Questions fréquentes
- Le barème de l'article 669 s'applique-t-il au démembrement temporaire de SCPI ?
- Non. Le barème de l'article 669 du code général des impôts sert à déterminer une assiette de droits de mutation à titre gratuit, donation ou succession, pas un prix d'acquisition. Dans une souscription démembrée de parts de SCPI, la répartition entre nue-propriété et usufruit est une clé conventionnelle, publiée par la société de gestion et construite en actualisant les loyers attendus sur la durée retenue.
- Quelle est la clé de démembrement habituelle sur dix ans ?
- Les clés de nue-propriété observées sur le marché en 2026 se situent couramment entre 64 % et 72 % de la valeur en pleine propriété pour une durée de dix ans. Ces valeurs varient selon la société de gestion, le taux de distribution du véhicule et l'exercice. Elles doivent être vérifiées offre par offre dans la note d'information, elles ne constituent pas un engagement.
- Quel rendement attendre d'un démembrement de SCPI ?
- Le rendement interne implicite se calcule en convertissant la clé en taux annuel. Une clé de 65 % sur dix ans correspond à 4,40 % par an, une clé de 70 % à 3,63 % par an, à prix de part inchangé. Ce n'est pas un rendement garanti : si le prix de la part recule de 20 % sur la période, le rendement interne tombe à environ 1,64 % par an.
- La nue-propriété de parts de SCPI entre-t-elle dans l'assiette de l'IFI ?
- Non pendant la période de démembrement. L'article 968 du code général des impôts prévoit que les biens grevés d'un usufruit sont compris dans le patrimoine de l'usufruitier pour leur valeur en pleine propriété. La nue-propriétaire n'a donc rien à déclarer. Des exceptions existent, notamment lorsque l'usufruit résulte de l'application de la loi au profit du conjoint survivant.
- Que se passe-t-il à la fin du démembrement ?
- L'usufruit s'éteint à la date prévue et la pleine propriété se reconstitue automatiquement, sans acte ni formalité. L'article 1133 du code général des impôts prévoit que cette réunion ne donne ouverture à aucun impôt ni taxe. La souscriptrice devient associée en pleine propriété et perçoit les distributions suivantes, imposées comme des revenus fonciers classiques.

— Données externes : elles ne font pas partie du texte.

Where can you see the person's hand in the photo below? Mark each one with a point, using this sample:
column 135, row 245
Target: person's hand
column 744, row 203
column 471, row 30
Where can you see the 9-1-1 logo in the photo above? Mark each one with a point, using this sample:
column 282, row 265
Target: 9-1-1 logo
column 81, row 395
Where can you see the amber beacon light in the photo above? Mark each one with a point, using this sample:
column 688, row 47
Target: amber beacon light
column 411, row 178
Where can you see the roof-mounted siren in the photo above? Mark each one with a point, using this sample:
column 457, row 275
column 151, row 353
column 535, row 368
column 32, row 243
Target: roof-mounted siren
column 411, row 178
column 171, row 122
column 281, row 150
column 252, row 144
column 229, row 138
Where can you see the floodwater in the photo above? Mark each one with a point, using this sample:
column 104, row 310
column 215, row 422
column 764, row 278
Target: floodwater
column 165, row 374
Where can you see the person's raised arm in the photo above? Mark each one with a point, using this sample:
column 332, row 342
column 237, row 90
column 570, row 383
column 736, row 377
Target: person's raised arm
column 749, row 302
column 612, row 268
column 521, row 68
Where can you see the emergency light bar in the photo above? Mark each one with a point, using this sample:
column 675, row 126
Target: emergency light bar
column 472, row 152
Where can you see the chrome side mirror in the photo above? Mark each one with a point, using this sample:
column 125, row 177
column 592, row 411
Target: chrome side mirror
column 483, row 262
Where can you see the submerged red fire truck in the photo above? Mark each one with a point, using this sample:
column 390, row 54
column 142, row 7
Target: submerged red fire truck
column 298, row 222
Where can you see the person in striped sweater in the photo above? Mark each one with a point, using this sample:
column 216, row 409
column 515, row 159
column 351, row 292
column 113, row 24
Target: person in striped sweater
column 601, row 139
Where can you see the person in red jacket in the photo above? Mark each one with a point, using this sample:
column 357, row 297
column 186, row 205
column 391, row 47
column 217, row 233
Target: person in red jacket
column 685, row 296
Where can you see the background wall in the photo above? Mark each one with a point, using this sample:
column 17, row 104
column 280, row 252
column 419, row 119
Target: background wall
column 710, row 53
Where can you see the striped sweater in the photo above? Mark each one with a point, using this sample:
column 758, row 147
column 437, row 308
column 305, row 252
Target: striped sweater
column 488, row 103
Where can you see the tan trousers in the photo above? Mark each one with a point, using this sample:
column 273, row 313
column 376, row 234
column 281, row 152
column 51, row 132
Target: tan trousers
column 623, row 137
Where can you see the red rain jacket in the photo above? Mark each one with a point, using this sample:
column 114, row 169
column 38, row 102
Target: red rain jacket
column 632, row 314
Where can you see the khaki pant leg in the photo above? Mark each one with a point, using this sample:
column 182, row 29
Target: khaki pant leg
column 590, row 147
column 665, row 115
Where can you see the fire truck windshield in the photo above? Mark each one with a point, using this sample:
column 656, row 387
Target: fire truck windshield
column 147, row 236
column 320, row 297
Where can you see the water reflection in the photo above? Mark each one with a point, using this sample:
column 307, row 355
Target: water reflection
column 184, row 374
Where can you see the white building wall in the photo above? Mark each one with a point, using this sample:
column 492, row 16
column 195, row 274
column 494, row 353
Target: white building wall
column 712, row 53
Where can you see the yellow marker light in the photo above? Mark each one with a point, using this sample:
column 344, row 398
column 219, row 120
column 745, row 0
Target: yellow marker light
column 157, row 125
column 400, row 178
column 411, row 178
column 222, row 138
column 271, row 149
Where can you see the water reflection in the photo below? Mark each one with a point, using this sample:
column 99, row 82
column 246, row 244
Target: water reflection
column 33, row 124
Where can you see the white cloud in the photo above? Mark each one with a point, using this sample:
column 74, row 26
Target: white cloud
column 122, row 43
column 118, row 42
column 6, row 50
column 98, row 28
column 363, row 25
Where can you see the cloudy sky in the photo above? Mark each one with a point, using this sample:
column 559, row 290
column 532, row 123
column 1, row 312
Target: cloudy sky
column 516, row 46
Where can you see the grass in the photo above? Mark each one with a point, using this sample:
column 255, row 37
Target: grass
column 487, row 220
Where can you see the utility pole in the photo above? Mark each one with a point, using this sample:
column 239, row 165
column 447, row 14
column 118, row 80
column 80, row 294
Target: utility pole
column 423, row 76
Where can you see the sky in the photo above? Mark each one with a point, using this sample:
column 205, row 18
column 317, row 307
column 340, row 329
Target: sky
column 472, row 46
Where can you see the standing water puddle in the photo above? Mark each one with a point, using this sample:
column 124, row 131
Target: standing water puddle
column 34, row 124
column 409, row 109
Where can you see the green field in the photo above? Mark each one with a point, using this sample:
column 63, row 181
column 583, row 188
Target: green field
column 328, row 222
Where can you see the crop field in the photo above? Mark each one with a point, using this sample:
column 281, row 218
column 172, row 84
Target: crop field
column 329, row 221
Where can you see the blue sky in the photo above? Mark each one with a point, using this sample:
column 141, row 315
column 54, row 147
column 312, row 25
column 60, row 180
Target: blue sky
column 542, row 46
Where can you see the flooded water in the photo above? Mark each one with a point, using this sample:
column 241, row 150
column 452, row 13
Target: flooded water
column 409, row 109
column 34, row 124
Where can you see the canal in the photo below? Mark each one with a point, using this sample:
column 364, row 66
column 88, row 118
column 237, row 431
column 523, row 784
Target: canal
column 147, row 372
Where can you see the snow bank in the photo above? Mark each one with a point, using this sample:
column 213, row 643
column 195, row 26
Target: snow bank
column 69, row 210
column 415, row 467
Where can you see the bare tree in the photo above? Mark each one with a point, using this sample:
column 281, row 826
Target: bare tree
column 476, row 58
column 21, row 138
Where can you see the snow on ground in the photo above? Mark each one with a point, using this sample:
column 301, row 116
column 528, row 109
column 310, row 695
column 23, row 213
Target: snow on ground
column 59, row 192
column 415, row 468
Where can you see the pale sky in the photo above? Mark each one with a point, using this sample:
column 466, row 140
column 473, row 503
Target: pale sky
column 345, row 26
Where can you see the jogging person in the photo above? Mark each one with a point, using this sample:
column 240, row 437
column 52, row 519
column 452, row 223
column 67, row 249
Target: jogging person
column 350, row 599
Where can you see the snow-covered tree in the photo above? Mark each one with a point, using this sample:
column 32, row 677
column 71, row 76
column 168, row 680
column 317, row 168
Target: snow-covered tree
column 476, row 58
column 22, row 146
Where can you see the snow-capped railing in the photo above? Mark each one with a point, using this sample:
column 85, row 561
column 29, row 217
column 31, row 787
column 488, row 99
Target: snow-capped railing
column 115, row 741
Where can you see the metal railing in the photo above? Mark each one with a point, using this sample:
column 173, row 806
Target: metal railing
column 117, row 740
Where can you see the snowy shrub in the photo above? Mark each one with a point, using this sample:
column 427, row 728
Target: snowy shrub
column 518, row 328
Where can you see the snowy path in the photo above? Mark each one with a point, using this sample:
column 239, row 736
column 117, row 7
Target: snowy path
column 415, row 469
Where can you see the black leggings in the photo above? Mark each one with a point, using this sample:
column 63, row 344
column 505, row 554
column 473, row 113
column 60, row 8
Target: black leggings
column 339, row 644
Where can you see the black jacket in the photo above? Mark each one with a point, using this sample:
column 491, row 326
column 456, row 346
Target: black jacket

- Les intérêts d'un crédit finançant une nue-propriété sont-ils déductibles ?
- Non. Faute de revenu foncier perçu pendant la période de démembrement, il n'existe aucune base sur laquelle imputer les intérêts d'emprunt. Le levier fiscal du crédit, central dans l'investissement locatif classique, disparaît entièrement ici. Financer une nue-propriété à crédit reste possible, mais la décision devient purement financière : le taux du crédit se compare au rendement interne implicite de la clé.
- À partir de quelle tranche d'imposition le démembrement se justifie-t-il ?
- À partir de la tranche marginale de 30 %. En dessous, le rendement net de la pleine propriété est proche ou supérieur au rendement interne de la nue-propriété, et la pleine propriété conserve l'avantage de produire des revenus disponibles. À 41 % et 45 %, l'écart annuel dépasse respectivement 1,8 et 2 points, ce qui devient le premier argument de la stratégie.